Recently, many efforts have examined how to map the DP problems onto emerging graphics processing units (GPUs). The modern GPU is not only a powerful graphics engine, but also a highly parallel programmable processor (Nickolls & Dally, 2010). Today’s GPUs use hundreds of parallel processor cores executing tens of thousands of parallel threads to rapidly solve large problems and they are now available in many PCs, laptops, workstations, and supercomputers. However, because the architecture and programming of the GPU are quite different from most other commodity single-chip processors, implementing parallel algorithms on GPUs requires different optimization techniques. For instance, CUDA (an acronym for Compute Unified Device Architecture) is a hardware and software coprocessing architecture for parallel computing enabling NVIDIA GPUs to execute programs written with C, C++, Fortran, OpenCL, DirectCompute, and other languages (CUDA, 2012).
Due to the wide variety of problems solved using DP, it is difficult to develop generic parallel algorithms for them on GPUs. In this work, we focus on the non-serial-polyadic DP appearing in the Optimal Matrix Parenthesization problem. There are two distinct features which make a difference between non-serial-polyadic DP and the other three DP problems (Tan, Sun & Gao, 2009). First, the DP matrix for non-serial-polyadic DP is triangular, as opposed to being rectangular as in other DP problems, where the DP matrix is used to show all data dependence occurring during the computation.

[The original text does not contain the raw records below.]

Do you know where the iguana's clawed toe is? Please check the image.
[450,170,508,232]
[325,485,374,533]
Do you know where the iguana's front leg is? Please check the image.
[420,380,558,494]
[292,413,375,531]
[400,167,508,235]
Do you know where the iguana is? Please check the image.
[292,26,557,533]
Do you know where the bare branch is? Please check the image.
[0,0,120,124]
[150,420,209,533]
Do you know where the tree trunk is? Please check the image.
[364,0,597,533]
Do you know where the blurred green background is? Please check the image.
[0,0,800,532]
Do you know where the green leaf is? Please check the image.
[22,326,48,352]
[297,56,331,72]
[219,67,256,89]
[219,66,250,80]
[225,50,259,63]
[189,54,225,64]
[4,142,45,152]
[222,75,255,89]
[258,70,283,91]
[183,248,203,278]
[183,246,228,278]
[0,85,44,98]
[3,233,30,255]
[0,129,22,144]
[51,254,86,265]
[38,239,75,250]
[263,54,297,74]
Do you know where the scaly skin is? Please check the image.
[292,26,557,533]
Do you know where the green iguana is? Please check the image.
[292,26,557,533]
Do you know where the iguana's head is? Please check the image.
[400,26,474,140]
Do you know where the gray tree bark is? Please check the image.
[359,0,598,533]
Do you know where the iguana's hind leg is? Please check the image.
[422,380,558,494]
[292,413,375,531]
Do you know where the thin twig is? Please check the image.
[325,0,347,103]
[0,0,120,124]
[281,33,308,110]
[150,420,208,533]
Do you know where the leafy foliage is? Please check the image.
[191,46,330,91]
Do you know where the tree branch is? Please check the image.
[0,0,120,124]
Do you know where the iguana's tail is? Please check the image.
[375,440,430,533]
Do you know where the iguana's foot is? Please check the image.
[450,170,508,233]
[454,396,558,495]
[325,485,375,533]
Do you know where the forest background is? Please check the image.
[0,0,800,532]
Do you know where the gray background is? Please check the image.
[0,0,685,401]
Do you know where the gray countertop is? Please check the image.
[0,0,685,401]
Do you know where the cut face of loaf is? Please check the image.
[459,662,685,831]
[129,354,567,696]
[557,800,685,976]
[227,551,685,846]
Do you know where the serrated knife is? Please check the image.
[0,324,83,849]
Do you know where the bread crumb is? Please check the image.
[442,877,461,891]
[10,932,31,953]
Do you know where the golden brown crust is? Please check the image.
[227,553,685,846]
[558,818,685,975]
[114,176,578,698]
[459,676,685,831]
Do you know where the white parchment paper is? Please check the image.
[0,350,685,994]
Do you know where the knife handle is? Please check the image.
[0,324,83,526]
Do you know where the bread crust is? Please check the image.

The property makes the optimization of memory accesses and load balancing difficult. Second, data dependence in non-serial-polyadic DP is dynamic, where the data dependence appears among nonconsecutive levels and the number of dependent elements varies for each subproblem.
There are two methods proposed that map the non-serial polyadic DP problems onto GPUs (Solomon & Thulasiraman, 2010; Rizk & Lavenier, 2009). The two methods mentioned above suffer from the following two problems. First, the number of threads created in part of phases cannot provide sufficient parallelism to fully utilize the massive parallel computing power of a GPU because each subproblem is executed by a thread. Second, finding the optimal cost for each subproblem is computed by only one thread, resulting in long execution time. To address these two problems, we propose an algorithm that can adjust the number of threads dynamically to fully utilize all the computing power in a GPU.